971 F2d 766 In Re Francis Ferri et Als

971 F.2d 766

297 U.S.App.D.C. 303

In re Francis FERRI, et al., Petitioners.

Nos. 91-8029, 92-5202.

United States Court of Appeals, District of Columbia Circuit.

June 5, 1992.

Before HARRY T. EDWARDS, BUCKLEY and SENTELLE, Circuit Judges.




Upon consideration of the application to proceed in forma pauperis and the petition for a writ of mandamus, it is


ORDERED that the motion to proceed in forma pauperis be granted. The Clerk is directed to enter the petition for a writ of mandamus on the court's general docket. It is


FURTHER ORDERED that the petition for a writ of mandamus be denied. Mandamus is an extraordinary remedy to be granted only where essential to the interests of justice. Starnes v. McGuire, 512 F.2d 918, 929 (D.C.Cir.1974) (en banc). "The writ will issue to block a transfer only if the court concludes, upon review of the entire record, that the district court grossly abused its discretion." In re Tripati, 836 F.2d 1406, 1407 (D.C.Cir.1988). Because petitioners were essentially seeking an earlier parole date, the district court properly construed the habeas corpus. A challenge to parole eligibility, which can be pursued only via a habeas corpus action, is properly brought in a court with personal jurisdiction over the warden of the facility in which petitioner is incarcerated. See Chatman-Bey v. Thornburgh, 864 F.2d 804 (D.C.Cir.1988) (en banc).

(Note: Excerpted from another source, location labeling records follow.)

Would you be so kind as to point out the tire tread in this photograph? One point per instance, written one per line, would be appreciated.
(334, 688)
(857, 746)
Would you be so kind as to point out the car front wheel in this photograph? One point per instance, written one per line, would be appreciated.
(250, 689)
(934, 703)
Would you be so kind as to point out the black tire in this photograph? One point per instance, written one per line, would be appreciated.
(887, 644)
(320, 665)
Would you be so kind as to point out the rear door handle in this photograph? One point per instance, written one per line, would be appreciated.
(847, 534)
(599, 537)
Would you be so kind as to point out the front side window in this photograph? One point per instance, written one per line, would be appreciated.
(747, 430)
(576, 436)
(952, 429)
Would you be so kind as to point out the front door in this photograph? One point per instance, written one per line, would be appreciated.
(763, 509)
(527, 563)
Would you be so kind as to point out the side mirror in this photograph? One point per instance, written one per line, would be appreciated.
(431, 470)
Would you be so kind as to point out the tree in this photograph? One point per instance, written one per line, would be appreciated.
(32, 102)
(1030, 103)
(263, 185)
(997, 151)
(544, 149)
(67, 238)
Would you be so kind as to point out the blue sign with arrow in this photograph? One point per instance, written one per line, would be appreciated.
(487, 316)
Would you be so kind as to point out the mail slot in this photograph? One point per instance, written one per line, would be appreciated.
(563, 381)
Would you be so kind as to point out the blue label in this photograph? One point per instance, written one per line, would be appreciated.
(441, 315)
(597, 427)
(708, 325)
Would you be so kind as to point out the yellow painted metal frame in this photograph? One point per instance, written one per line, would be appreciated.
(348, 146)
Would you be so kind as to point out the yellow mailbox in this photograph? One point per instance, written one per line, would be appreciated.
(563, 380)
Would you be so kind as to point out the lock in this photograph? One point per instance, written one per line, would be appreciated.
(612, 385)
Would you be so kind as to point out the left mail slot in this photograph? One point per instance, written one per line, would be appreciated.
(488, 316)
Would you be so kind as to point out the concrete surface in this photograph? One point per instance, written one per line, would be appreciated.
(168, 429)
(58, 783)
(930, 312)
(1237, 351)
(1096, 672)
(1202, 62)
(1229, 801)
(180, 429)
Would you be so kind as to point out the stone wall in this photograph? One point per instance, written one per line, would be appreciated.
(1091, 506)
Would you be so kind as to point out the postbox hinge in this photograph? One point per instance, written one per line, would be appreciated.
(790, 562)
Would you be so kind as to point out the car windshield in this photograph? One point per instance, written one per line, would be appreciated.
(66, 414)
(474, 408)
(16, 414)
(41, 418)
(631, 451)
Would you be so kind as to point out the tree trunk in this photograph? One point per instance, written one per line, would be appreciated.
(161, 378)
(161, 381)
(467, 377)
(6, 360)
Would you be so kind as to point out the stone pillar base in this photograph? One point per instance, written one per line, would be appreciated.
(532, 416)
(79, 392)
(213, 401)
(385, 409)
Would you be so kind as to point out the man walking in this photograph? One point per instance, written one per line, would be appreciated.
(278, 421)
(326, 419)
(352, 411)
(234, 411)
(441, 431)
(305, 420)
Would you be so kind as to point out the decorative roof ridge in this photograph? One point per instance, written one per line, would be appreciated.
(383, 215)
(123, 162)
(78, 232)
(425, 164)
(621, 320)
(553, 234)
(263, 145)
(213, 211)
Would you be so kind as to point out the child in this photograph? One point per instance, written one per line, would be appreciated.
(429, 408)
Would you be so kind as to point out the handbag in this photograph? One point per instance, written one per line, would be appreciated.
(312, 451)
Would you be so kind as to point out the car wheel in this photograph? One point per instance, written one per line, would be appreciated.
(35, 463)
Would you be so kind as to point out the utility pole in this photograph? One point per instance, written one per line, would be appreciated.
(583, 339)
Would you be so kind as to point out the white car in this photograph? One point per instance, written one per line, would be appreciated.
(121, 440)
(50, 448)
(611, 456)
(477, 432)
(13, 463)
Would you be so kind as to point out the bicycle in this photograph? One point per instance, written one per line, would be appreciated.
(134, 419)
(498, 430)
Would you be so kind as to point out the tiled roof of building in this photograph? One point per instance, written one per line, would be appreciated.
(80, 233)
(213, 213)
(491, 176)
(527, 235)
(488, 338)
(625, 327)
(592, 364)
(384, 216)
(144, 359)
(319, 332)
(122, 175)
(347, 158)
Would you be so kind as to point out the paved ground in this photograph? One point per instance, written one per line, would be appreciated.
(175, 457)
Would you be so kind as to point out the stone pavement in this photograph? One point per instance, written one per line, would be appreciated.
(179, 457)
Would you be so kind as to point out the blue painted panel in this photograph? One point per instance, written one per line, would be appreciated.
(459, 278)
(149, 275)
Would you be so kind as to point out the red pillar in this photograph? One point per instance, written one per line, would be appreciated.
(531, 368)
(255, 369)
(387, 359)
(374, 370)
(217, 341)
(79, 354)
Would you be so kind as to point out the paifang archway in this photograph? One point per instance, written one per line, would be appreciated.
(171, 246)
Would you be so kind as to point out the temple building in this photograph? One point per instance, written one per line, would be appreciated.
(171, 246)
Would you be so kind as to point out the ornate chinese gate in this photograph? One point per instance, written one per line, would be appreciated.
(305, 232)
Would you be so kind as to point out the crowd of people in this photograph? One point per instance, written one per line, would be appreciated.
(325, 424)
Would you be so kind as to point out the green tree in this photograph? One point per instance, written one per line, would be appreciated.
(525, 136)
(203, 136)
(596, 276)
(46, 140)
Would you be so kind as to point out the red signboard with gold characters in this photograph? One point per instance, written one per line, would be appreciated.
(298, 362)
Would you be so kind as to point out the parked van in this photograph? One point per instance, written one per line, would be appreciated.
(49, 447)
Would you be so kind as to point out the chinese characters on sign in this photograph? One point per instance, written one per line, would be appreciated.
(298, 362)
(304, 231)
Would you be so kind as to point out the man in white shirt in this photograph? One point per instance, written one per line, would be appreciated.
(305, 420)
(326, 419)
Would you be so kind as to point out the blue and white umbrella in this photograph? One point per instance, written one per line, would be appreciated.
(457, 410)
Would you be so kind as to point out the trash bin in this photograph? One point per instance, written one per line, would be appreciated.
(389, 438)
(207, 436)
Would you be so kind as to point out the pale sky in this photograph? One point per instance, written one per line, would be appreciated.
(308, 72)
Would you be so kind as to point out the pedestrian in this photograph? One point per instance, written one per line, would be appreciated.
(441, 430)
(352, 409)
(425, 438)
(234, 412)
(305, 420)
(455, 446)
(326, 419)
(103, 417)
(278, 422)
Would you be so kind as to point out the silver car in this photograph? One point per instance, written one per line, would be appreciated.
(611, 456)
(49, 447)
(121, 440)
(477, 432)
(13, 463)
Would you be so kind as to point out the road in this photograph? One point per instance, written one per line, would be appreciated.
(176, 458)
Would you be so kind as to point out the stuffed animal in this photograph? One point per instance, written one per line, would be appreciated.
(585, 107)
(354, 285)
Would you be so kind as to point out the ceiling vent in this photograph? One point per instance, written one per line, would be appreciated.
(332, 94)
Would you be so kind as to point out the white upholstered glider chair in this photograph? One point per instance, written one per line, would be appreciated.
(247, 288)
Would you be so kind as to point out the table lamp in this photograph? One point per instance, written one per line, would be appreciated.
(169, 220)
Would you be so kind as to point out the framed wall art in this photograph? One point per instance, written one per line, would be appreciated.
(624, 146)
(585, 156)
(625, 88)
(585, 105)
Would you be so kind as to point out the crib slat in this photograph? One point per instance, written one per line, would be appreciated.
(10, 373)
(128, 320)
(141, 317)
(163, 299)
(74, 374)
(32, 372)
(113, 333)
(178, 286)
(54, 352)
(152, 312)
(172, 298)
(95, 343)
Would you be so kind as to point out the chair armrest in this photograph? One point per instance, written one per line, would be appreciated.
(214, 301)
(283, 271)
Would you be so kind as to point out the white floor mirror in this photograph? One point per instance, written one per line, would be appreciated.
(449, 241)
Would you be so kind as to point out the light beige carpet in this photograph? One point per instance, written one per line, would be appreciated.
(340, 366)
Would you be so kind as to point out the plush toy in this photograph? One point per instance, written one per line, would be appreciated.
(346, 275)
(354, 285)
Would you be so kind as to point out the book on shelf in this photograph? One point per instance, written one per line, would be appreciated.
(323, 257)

Accordingly, the district court did not abuse its discretion in transferring petitioners' action to the District of Kansas, where they are incarcerated.

NOTICE: D.C. Circuit Local Rule 11(c) states that unpublished orders, judgments, and explanatory memoranda may not be cited as precedents, but counsel may refer to unpublished dispositions when the binding or preclusive effect of the disposition, rather than its quality as precedent, is relevant.